On 1 October 2019 the Hazelhoff Centre for Financial law hosted its 19th guest lecture starring Paul Sharma, managing director at Alvarez & Marsal and co-head of the European Financial Industry Regulatory Advisory Services practices.

The lecture revolved around the question ‘do banks have human rights?’ Based on a wide range of arguments, Mr Sharma substantiated his conviction that banks indeed do have human rights.

Banks as victims

Firstly, Paul Sharma discussed the application of human rights to corporations in general. Conventional discussions on the interaction between human rights and corporations often focus on the violation of human rights by corporations. However, according to the European Court of Human Rights (ECHR) corporations can also be victims of human rights violations. Paul Sharma emphasized that the latter should not be overlooked. With regard to banks, three categories of human rights are possibly violated. Firstly, the right to protection of property. Due to intensive regulation of the banking sector, banks are not able to utilize their property rights as freely as other right holders can, which could compromise their property rights. Secondly, the right to a fair trial. Banks, and in particular their employees, are subject to criminal law and – as Paul Sharma calls it – ‘quasi-criminal law’. Paul Sharma qualifies the term ‘quasi-criminal law’ as punitive sanctions that strictly speaking do not fall under criminal law. Especially in quasi-criminal prosecution, the right to a fair trial is not always guaranteed. Thirdly, freedom of speech. Banks and their employees are subjected to regulation forcing them to make certain statements or to withhold information regarding their products and services (compelled speech). It thus can be argued that their freedom of speech is hereby restricted.

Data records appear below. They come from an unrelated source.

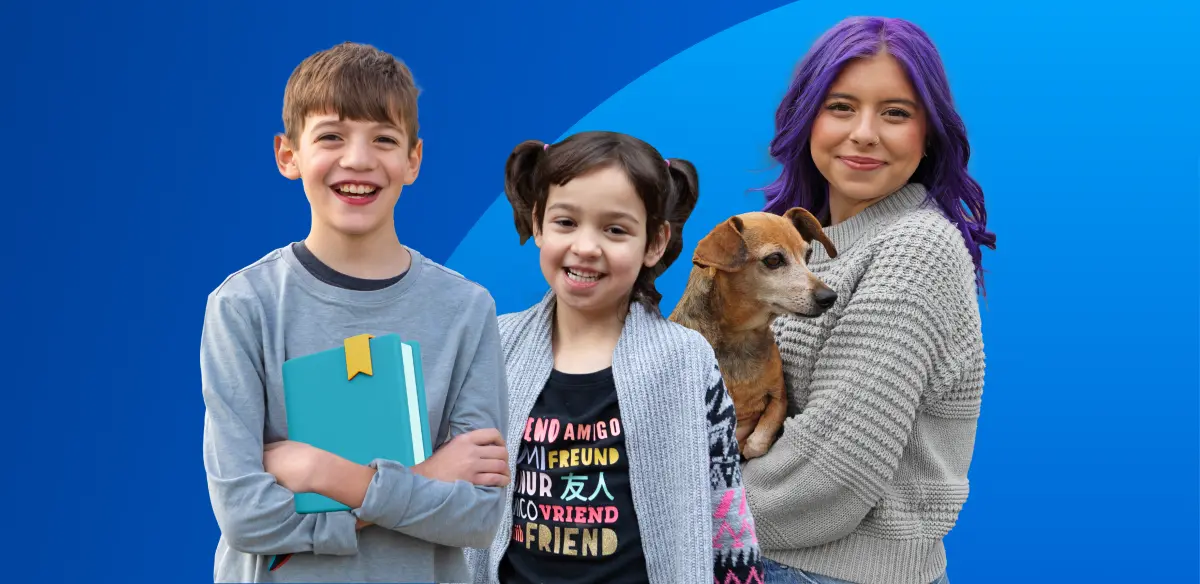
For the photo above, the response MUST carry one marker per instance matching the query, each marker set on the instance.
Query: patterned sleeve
(736, 559)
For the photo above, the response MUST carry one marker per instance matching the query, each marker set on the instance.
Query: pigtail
(521, 184)
(683, 192)
(678, 202)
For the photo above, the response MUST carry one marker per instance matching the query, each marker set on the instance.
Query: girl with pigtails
(621, 440)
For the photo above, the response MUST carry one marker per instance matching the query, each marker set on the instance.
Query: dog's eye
(774, 260)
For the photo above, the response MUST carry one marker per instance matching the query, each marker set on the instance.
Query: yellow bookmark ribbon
(358, 355)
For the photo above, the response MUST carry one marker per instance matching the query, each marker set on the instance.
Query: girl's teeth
(355, 190)
(579, 277)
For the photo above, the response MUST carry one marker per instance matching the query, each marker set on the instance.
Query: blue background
(138, 160)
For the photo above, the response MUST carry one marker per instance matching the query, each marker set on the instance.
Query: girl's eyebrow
(610, 215)
(891, 100)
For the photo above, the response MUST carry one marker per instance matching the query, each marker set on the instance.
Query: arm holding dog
(904, 336)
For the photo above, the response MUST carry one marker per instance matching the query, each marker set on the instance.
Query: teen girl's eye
(774, 260)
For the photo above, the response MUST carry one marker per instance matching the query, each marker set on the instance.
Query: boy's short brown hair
(357, 82)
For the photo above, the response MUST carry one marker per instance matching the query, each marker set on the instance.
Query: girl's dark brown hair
(667, 187)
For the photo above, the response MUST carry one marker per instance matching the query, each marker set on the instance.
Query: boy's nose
(357, 157)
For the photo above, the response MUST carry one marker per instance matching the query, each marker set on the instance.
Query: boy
(351, 138)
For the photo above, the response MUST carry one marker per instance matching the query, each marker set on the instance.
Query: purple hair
(943, 172)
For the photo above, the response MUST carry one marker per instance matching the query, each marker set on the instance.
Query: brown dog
(748, 271)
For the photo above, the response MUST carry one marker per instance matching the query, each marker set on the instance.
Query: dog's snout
(825, 297)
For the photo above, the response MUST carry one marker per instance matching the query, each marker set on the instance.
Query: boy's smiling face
(353, 170)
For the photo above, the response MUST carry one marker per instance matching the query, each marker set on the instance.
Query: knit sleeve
(735, 545)
(903, 335)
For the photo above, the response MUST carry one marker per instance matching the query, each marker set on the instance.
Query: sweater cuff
(389, 494)
(335, 534)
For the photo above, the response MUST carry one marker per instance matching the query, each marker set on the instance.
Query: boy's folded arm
(255, 513)
(460, 513)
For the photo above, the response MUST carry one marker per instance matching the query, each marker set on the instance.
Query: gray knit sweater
(678, 423)
(870, 471)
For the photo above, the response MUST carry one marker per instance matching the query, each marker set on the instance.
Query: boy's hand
(294, 464)
(478, 457)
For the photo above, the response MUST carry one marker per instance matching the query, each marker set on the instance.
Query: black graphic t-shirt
(573, 511)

Piercing the corporate veil

Secondly, Paul Sharma focused on the original objective of a corporation: maximizing shareholder interest. According to Paul Sharma, new developments in the area of banking regulations will complicate realizing this objective. For example, in the Netherlands, the so-called ‘banker’s oath’ has been introduced in 2015, which requires all employees of a bank to explicitly state that they will practice their profession with integrity and diligence and that the client’s interests (and not the shareholders’ interests) are made central. As of 2016, the United Kingdom knows a similar regulation in the form of the Senior Managers Regime. At the European level, shareholder interest also appears to be moving increasingly to the background. As an example, Paul Sharma mentioned the creation of corporate roles by the European anti-money laundering regulation, such as Money Laundering Reporting Officer, Chief Compliance Officer and Client money Officer, which primarily serve the interest of the regulating authorities and not the interest of the shareholders. Paul Sharma concluded that regulating authorities are increasingly gaining more control over the policy of banks. Consequentially, directors may find themselves in a conflict: on the one hand they owe fiduciary duties towards shareholders and corporation and on the other hand they must comply with their regulatory duties.

Are banks owned by their shareholders?

Paul Sharma then raised the question if banks are truly owned by their shareholders. To answer this question, he used two characteristics to determine ownership: (1) control and (2) the recipient of rewards and the bearer the risks. The first characteristic is only to a limited extend applicable to shareholders of banks. Due to the intensive regulation of banks, shareholders can only exercise limited control compared to shareholders of other corporations. The same goes for the second characteristic, and in particular the bearing of risks, which is not fully applicable to bank’s shareholders. On the balance sheet of a bank, only a fraction concerns the shareholders, while the vast majority is meant for the deposit holders. The deposit holders’ obligations are largely guaranteed by the state, which means that the state bears for a large part the risk and is therefore one of the biggest stakeholders, according to Paul Sharma. In his opinion, the introduction of mechanisms like central banks and the deposit guarantee scheme are responsible for this transfer of risk.

Judgement-based regulation

Lastly, Paul Sharma focused on a form of regulation that became the standard after the financial crisis: judgement-based regulation. This form of regulation anticipates possible risks that could materialize and formulates corresponding norms (ex ante). According to Sharma, this type of regulation creates the incentive to use ‘weasel words’ such as ‘adequate’ and ‘reasonable’. The usage of ‘weasel words’ leaves room for interpretation. The biggest difference between judgement-based regulation and principle-based regulation is the method of interpretation. With principle-based regulation, the regulating authority interprets regulation by means of outliers. With judgement-based regulation, the regulating authority interprets regulation by reviewing each situation independently. Both methods of interpretation are retrospective and grant discretionary power to regulating authority to fill in open norms and impose retrospective burdens. Paul Sharma believes that judgement-based regulation is characterized by less legal certainty for parties because the room for interpretation by the state is even greater than with the principle-based model.

In conclusion, if banks have human rights, there are arguments to be made that these human rights are systematically violated by regulating authorities. Only when we abandon money in its current form, that is: money as a claim on the (central) banks, the role of banks in society, and with it the regulatory pressure, will decline.